For the past three years, Circus Circus hotel-casino has embarked on a $30 million renovation to spruce up the property at the northwest end of the resort corridor, according to the Las Vegas Review-Journal. 

That section of the Strip has lagged in recent years. However, the area saw a boost with the 2021 opening of the $4.3 billion Resorts World Las Vegas and upgrades at the Sahara Las Vegas hotel-casino. 

Circus-Like Atmosphere

Circus Circus, which opened Oct. 18, 1968, is known for its carnival atmosphere, including trapeze acts and other midway shows above the casino floor, as well as arcade games with winners being awarded stuffed animals.

Decades ago, journalist Hunter S. Thompson wrote that Circus Circus Las Vegas “is about four stories high, in the style of a circus tent, and all manner of strange County-Fair/Polish Carnival madness is going on up in this space.”

Upgrades To Pool, Indoor Amusement Park

The current facelift began in 2019 when businessman Phil Ruffin bought the resort for $825 million from MGM Resorts International.
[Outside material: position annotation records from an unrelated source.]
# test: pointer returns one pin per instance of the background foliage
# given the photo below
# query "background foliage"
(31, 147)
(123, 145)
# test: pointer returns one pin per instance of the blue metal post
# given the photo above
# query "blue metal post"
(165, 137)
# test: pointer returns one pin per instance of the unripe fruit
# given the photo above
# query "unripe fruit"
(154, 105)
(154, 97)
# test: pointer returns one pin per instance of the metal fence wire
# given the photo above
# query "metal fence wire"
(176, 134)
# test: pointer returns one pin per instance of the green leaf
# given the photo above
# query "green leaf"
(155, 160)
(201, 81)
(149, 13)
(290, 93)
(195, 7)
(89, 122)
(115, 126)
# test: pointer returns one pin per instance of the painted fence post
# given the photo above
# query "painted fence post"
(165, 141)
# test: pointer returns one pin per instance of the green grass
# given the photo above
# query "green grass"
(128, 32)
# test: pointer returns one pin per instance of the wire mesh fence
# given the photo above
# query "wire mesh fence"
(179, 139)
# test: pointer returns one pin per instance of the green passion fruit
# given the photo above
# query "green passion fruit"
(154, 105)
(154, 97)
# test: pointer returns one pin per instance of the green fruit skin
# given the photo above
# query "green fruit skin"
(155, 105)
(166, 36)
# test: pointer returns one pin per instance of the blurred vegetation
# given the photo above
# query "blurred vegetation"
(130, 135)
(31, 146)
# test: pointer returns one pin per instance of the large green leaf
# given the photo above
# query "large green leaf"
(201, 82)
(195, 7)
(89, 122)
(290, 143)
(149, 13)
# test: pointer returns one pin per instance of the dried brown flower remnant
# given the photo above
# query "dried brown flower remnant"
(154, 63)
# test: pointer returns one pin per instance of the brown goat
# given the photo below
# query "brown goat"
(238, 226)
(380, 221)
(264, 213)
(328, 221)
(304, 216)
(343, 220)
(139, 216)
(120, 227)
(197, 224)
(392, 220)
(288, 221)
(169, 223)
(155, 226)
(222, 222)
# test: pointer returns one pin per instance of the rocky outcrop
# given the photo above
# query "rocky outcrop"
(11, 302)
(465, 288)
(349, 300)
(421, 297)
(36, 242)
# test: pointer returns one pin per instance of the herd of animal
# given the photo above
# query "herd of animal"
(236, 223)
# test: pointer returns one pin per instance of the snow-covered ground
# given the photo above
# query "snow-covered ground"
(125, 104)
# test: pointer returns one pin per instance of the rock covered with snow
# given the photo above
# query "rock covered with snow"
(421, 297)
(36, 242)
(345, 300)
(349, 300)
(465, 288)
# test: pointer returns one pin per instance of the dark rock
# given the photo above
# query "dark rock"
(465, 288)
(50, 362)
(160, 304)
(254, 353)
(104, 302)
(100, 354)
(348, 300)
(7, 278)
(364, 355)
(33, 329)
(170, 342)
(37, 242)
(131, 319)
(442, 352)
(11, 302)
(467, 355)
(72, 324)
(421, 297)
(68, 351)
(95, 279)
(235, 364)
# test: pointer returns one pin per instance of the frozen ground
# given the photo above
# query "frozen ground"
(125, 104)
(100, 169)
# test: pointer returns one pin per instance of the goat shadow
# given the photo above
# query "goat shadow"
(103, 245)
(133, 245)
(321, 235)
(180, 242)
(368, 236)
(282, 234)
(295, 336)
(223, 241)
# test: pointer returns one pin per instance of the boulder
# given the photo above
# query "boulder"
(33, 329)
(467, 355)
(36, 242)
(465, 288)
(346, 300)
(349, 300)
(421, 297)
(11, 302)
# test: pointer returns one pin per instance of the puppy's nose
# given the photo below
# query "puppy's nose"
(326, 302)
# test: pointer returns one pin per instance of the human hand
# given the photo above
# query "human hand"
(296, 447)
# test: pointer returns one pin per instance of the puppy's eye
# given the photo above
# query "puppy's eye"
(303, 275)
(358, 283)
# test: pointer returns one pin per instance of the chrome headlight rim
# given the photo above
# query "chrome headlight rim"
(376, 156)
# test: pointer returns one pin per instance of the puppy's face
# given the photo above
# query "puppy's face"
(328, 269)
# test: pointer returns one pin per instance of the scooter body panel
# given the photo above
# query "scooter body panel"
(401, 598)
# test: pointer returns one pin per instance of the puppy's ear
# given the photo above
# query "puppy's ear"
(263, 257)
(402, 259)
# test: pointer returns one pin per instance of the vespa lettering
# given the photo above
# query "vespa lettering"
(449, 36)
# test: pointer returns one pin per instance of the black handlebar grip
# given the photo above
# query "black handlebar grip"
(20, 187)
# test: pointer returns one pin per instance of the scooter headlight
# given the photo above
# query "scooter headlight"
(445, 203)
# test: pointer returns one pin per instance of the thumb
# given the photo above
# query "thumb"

The Texas native also owns the small Slots-A-Fun casino near Circus Circus and the Treasure Island hotel-casino, known as the TI, also on the Strip. 

The upgrades at Circus Circus include an increased swimming pool capacity, additional rides that the Adventuredome covered amusement park and a new paint job.

Shana Gerety, the resort’s senior vice president of operations, told the newspaper the intent is to restore the property to its “glory days.”

“We want to get back to the bright pinks and purples and blues,” she said, adding the goal is to make it “feel more like a circus.”

Casino Once Linked To Mob

Though Circus Circus no longer is linked to the Mob, at one time it came under scrutiny for its affiliation with underworld figures.

One issue involved a Teamsters Union construction loan.

In seeking funds to add hotel rooms in the early 1970s, Circus Circus founder Jay Sarno went to the Kansas City crime family’s Nick Civella in securing a $7.6 million Teamsters loan, according to the Mob Museum website.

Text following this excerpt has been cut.